Support Questions
Find answers, ask questions, and share your expertise

Hadoop distcp copy latest file in hive table partition directory

Hadoop distcp copy latest file in hive table partition directory

New Contributor

Hi everyone,

 

I was actually trying copy hdfs files from hive table which is multi partitioned. I was receiving old partition files which are giving difference in source table data and local path for most recent partitions.
Example:

/usr/hive/warehouse/sample_db.db/test_table/country=US/dt=2020-06-28/1739

/usr/hive/warehouse/sample_db.db/test_table/country=US/dt=2020-06-28/1740

/usr/hive/warehouse/sample_db.db/test_table/country=US/dt=2020-06-29/1234

/usr/hive/warehouse/sample_db.db/test_table/country=US/dt=2020-06-29/1235

/usr/hive/warehouse/sample_db.db/test_table/country=US/dt=2020-06-29/1236

 

From the above files, there're 3 directories for 2020-06-29 partition and "/usr/hive/warehouse/sample_db.db/test_table/country=US/dt=2020-06-29/1236" is the latest file which is pointed for the partition.

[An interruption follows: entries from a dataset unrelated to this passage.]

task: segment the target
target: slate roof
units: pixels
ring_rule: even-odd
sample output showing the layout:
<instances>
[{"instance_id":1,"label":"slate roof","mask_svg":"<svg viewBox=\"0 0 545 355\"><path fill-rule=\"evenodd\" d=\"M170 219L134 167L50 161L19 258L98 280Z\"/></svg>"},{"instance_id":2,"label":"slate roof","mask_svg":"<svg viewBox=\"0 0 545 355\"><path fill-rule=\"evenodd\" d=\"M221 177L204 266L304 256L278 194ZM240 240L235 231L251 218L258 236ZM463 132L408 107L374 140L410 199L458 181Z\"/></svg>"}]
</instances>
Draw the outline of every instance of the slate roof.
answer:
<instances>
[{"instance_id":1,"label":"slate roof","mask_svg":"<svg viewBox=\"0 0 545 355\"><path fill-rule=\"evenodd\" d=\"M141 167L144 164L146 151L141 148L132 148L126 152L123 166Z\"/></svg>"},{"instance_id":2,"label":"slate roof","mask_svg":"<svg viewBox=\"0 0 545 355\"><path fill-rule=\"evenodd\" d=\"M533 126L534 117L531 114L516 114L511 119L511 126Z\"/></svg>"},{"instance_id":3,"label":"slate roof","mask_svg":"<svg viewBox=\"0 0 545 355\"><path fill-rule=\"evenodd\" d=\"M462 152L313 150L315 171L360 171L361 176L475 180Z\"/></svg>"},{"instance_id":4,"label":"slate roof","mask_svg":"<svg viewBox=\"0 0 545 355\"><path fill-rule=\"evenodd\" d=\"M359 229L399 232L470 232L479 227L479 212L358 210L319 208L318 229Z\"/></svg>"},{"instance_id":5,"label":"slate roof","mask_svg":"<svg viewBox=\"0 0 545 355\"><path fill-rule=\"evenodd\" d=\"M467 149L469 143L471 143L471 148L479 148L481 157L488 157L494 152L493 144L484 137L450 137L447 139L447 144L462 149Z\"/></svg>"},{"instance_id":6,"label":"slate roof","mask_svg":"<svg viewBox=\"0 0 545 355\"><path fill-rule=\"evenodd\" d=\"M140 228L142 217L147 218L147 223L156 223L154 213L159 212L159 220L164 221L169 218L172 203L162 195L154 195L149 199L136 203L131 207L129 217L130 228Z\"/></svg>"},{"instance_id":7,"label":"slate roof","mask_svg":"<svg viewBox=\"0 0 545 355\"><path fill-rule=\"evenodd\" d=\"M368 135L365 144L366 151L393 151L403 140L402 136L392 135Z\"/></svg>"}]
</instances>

So, I was trying to fetch latest file for each partition before copying data from hdfs to s3.

I've tried the below command but it's giving only one latest file. 

hdfs dfs -ls -R /usr/hive/warehouse/sample_db.db/test_table/* | awk '{if ($5 > 0) print $8}' | sort -n | tail -1

Is there anyway I can get latest file in each partition directory?